Similar to Task 1, runs may be either automatic or manual. We use a subset of the required fields from the shared submission format among RAG-related tracks in TREC 2025. One submission (run) should be a UTF-8-encoded JSONL file, with each line being a JSON object for a topic. Participants should follow this format and submit their runs to NIST via Evalbase.

{
	"metadata": {
		"team_id": "organizers",
		"run_id": "organizers-run-example", 
		"topic_id": "msmarco_v2.1_doc_xx_xxxxx0",
		"type": "automatic",
		"use_starter_kit": 0
	},
	"responses": [
		{
			"text": "This is the first sentence.",
			"citations": [
				"msmarco_v2.1_doc_xx_xxxxxx1#x_xxxxxx3",
				"msmarco_v2.1_doc_xx_xxxxxx2#x_xxxxxx4",
			]
		},
		{
			"text": "This is the second sentence.",
			"citations": []
		}
	]
}

Above is an example line from the final JSONL run file, with the following fields:

metadata: Metadata for this run. It should be the same across all 30 lines (topics).
team_id: Unique identifier for the team.
run_id: Unique identifier for the run, specifying both the team and the method used.
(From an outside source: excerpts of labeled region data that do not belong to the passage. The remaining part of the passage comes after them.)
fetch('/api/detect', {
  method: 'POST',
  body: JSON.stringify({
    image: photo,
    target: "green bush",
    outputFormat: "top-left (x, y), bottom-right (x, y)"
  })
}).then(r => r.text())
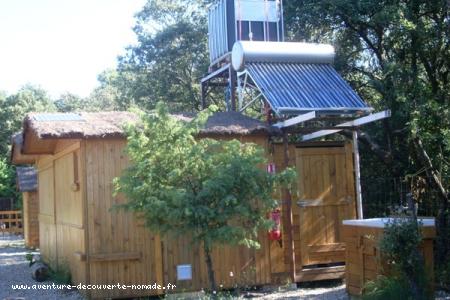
top-left (362, 276), bottom-right (414, 300)
top-left (363, 218), bottom-right (432, 299)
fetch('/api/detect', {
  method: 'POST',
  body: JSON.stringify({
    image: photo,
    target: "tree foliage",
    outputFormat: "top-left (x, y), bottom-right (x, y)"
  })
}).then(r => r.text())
top-left (113, 0), bottom-right (209, 111)
top-left (116, 104), bottom-right (293, 289)
top-left (284, 0), bottom-right (450, 261)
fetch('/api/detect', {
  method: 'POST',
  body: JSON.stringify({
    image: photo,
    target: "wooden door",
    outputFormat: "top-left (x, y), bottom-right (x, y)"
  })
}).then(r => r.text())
top-left (293, 144), bottom-right (356, 267)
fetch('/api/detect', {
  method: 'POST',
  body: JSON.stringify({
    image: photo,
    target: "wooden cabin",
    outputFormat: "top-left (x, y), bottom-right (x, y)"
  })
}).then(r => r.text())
top-left (16, 167), bottom-right (39, 248)
top-left (13, 112), bottom-right (356, 298)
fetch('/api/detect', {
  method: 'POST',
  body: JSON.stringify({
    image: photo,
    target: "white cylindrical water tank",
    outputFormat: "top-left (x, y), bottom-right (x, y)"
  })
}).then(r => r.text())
top-left (231, 41), bottom-right (334, 71)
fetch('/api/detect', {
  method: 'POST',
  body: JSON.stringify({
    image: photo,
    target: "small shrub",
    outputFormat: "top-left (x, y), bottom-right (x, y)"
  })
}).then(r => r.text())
top-left (363, 218), bottom-right (431, 300)
top-left (362, 276), bottom-right (414, 300)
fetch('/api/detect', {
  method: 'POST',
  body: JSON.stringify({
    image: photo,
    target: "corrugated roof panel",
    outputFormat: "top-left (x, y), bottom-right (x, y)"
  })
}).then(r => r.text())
top-left (33, 113), bottom-right (85, 122)
top-left (246, 62), bottom-right (372, 114)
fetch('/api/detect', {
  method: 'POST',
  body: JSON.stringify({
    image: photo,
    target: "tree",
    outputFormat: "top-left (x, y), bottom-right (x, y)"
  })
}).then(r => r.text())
top-left (0, 157), bottom-right (16, 198)
top-left (115, 104), bottom-right (293, 291)
top-left (0, 85), bottom-right (56, 157)
top-left (284, 0), bottom-right (450, 260)
top-left (115, 0), bottom-right (214, 111)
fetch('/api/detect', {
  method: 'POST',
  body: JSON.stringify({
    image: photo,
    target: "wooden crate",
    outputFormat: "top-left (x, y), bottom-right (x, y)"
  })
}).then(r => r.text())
top-left (342, 219), bottom-right (436, 295)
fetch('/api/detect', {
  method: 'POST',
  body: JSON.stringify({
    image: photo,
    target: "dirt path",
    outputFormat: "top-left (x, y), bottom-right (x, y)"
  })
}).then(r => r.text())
top-left (0, 235), bottom-right (83, 300)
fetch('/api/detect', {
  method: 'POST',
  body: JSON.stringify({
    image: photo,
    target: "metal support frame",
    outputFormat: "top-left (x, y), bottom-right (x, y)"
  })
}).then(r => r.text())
top-left (228, 64), bottom-right (237, 111)
top-left (236, 71), bottom-right (266, 112)
top-left (273, 111), bottom-right (316, 128)
top-left (282, 130), bottom-right (297, 282)
top-left (302, 110), bottom-right (391, 141)
top-left (352, 130), bottom-right (364, 219)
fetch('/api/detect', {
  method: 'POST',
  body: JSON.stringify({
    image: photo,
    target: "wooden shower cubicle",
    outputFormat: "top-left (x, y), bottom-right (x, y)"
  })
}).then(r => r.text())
top-left (12, 112), bottom-right (370, 298)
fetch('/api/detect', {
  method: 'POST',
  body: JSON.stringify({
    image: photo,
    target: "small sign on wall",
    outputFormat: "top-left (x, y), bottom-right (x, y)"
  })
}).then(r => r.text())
top-left (267, 163), bottom-right (276, 174)
top-left (177, 265), bottom-right (192, 280)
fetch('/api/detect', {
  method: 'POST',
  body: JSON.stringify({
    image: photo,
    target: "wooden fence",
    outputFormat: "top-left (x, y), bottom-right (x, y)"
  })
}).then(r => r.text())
top-left (0, 210), bottom-right (23, 234)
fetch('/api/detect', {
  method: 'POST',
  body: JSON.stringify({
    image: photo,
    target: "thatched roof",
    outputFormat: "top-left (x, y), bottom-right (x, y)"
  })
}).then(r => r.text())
top-left (24, 111), bottom-right (272, 139)
top-left (24, 111), bottom-right (139, 139)
top-left (11, 132), bottom-right (37, 165)
top-left (16, 167), bottom-right (37, 192)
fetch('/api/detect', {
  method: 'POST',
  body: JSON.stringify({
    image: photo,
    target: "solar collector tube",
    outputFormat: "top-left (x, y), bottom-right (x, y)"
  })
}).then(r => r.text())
top-left (231, 41), bottom-right (335, 72)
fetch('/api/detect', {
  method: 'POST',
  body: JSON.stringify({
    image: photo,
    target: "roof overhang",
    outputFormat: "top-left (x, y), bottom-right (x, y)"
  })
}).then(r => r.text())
top-left (11, 133), bottom-right (37, 165)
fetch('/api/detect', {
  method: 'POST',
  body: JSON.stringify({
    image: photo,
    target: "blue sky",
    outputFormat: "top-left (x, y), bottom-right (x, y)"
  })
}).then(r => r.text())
top-left (0, 0), bottom-right (146, 97)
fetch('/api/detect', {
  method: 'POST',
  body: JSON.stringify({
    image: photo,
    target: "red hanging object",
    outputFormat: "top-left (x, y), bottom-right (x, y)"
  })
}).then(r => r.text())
top-left (269, 208), bottom-right (281, 241)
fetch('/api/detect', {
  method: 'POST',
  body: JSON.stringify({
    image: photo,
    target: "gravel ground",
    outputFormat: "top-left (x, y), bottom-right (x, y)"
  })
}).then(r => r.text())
top-left (0, 235), bottom-right (450, 300)
top-left (0, 234), bottom-right (83, 300)
top-left (243, 280), bottom-right (350, 300)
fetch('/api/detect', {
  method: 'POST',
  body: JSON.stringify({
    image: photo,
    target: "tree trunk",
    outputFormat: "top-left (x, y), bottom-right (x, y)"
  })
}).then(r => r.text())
top-left (413, 137), bottom-right (450, 263)
top-left (203, 241), bottom-right (217, 297)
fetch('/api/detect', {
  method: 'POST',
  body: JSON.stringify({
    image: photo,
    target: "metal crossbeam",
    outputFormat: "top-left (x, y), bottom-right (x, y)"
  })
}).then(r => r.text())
top-left (200, 64), bottom-right (230, 83)
top-left (302, 110), bottom-right (391, 141)
top-left (273, 111), bottom-right (316, 128)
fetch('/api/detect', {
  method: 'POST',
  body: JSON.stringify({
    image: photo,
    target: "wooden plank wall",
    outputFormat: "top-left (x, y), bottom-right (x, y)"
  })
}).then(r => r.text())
top-left (83, 139), bottom-right (162, 298)
top-left (37, 141), bottom-right (86, 284)
top-left (22, 191), bottom-right (39, 248)
top-left (86, 137), bottom-right (271, 297)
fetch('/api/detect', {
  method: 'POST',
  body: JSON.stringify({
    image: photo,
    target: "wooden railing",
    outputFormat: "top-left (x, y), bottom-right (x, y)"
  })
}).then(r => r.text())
top-left (0, 210), bottom-right (23, 234)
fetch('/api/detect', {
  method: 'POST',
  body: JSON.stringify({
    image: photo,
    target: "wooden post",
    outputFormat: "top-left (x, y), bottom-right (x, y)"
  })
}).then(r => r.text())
top-left (353, 130), bottom-right (363, 219)
top-left (283, 130), bottom-right (296, 283)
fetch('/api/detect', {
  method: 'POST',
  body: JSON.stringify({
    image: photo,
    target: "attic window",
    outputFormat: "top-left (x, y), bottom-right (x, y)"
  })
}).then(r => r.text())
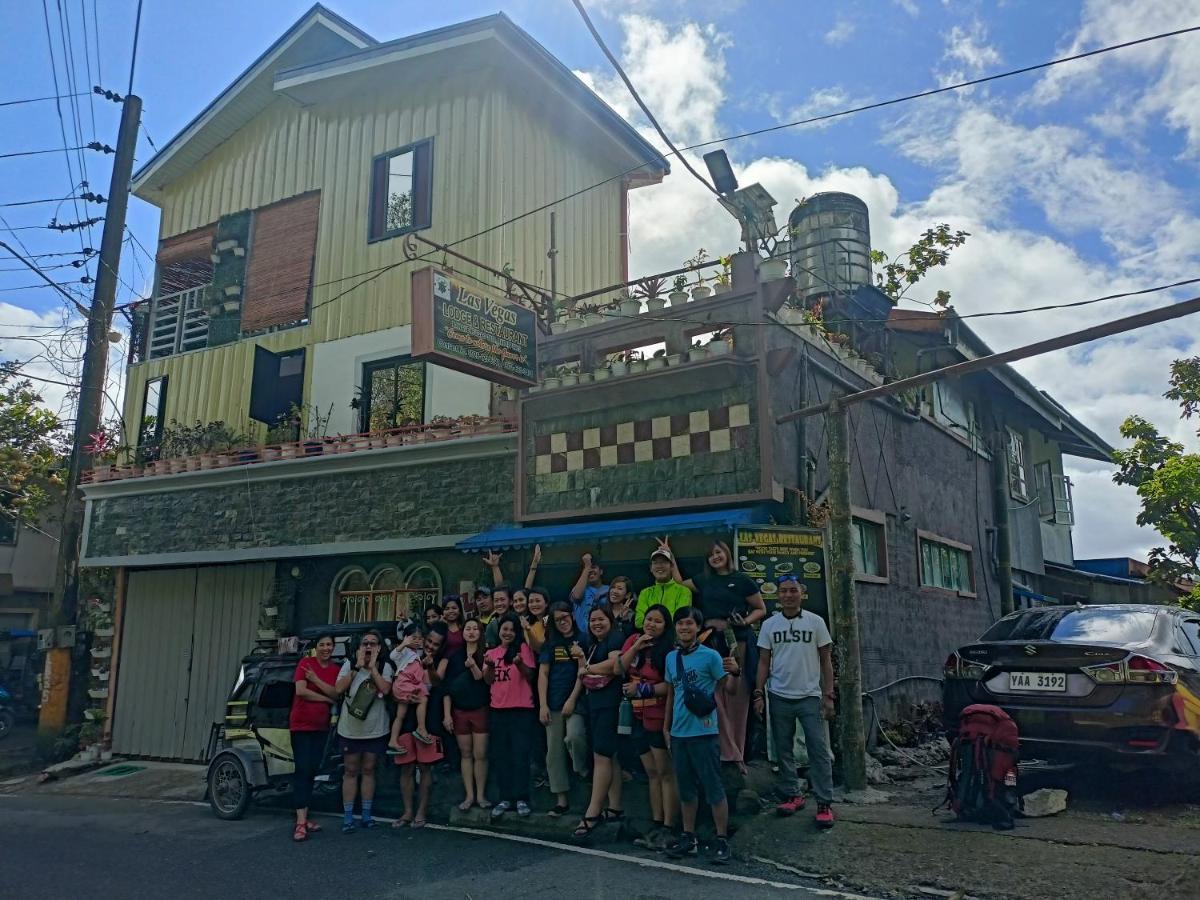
top-left (370, 138), bottom-right (433, 241)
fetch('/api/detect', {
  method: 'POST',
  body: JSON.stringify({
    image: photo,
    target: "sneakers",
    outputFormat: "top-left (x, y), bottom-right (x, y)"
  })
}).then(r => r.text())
top-left (713, 838), bottom-right (733, 865)
top-left (775, 793), bottom-right (805, 816)
top-left (816, 803), bottom-right (833, 828)
top-left (667, 832), bottom-right (700, 859)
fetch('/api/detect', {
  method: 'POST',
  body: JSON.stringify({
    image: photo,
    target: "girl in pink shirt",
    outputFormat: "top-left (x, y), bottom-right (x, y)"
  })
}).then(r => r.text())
top-left (484, 613), bottom-right (538, 818)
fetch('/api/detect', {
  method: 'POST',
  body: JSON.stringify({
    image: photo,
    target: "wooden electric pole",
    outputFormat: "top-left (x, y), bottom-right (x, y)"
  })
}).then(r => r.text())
top-left (38, 95), bottom-right (142, 736)
top-left (828, 398), bottom-right (866, 791)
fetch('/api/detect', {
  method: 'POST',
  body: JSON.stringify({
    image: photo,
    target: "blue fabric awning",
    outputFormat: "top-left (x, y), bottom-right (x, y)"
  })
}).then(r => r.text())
top-left (455, 508), bottom-right (767, 551)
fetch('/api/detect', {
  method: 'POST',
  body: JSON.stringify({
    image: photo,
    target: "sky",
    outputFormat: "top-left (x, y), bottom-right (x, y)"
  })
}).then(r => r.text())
top-left (0, 0), bottom-right (1200, 558)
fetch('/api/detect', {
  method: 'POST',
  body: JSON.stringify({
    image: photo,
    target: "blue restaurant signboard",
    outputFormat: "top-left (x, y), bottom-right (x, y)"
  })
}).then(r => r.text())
top-left (413, 266), bottom-right (538, 388)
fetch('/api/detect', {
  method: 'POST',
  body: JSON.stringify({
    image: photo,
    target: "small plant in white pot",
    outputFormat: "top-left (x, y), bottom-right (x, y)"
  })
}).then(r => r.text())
top-left (617, 289), bottom-right (648, 319)
top-left (667, 275), bottom-right (688, 308)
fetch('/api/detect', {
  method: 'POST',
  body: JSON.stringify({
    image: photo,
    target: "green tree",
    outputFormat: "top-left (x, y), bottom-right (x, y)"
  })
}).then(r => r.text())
top-left (0, 362), bottom-right (67, 523)
top-left (871, 222), bottom-right (971, 307)
top-left (1112, 356), bottom-right (1200, 610)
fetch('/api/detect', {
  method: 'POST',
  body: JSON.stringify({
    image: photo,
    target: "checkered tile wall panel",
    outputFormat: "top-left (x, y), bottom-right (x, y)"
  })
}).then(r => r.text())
top-left (533, 403), bottom-right (754, 475)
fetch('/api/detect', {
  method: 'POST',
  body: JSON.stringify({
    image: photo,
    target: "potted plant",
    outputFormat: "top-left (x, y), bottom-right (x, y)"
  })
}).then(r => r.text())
top-left (617, 290), bottom-right (648, 319)
top-left (713, 257), bottom-right (733, 294)
top-left (667, 274), bottom-right (688, 310)
top-left (758, 257), bottom-right (787, 281)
Each run must have a different run_id, and all run_ids submitted by the same team should share a common prefix to associate them with the team.
topic_id: The docid of the target news article (the topic).
type: Indicates whether the run is “automatic” or “manual”.
use_starter_kit: Set to 1 if the run is based on the starter kit, or 0 if not.
responses: A list of objects, each representing a generated sentence with:
- text: One generated sentence in plaintext. All text fields in the list must together not exceed a total of 250 words.
- citations: A list of up to 3 docids of segments that this sentence is based on. The citations for a sentence may be empty, and their order does not matter.

Schedule #

News Articles (Topics) Released: May 7
-> Task 1 and Task 2 Submission Due: ~~August 15~~ August 22
* Use this script to validate your runs before submitting them.
Example use: python trec_dragun_validate.py dragun-organizers-task-1 task1
Evaluation Results Release: Late September
Notebook Paper Due: Late October
TREC 2025 Conference: November 17-21 at NIST in Gaithersburg, MD, USA

Evaluation #

NIST assessors will evaluate the trustworthiness of each of the 30 news articles, generate questions (similar to those in Task 1), and identify candidate answers through online searches. These will serve as rubrics for evaluating submissions to both tasks. Here are the assessing instructions: TREC 2025 DRAGUN Track Assessing Instructions.pdf. For Task 1, participant questions will be automatically graded based on their alignment with the assessors’ questions. For Task 2, participant reports will be manually evaluated by NIST assessors, focusing on how many assessor questions each report answers. If no answer can be found in MS MARCO V2.1 (Segmented) for an assessor question, that question will be dropped from the rubrics during report evaluation. Further details are to be determined.

Q&A #

Is there a limit on how many runs each team can submit?
Participating teams are allowed to submit as many runs as they like, but they need authorization from the track organizers before submitting more than 10 runs per task. Since not all runs are guaranteed to be evaluated, teams also need to specify a priority ordering during submission.

Organizers #

	Dake Zhang University of Waterloo Waterloo, Ontario, Canada Website LinkedIn Twitter
	Mark D. Smucker University of Waterloo Waterloo, Ontario, Canada Website LinkedIn
	Charles L. A. Clarke University of Waterloo Waterloo, Ontario, Canada Website LinkedIn Twitter

There are other tracks in TREC 2025 that feature RAG tasks, with a similar submission format to encourage cross-participation. Participants are welcome to adapt their RAG systems for those tracks to explore their performance across diverse scenarios.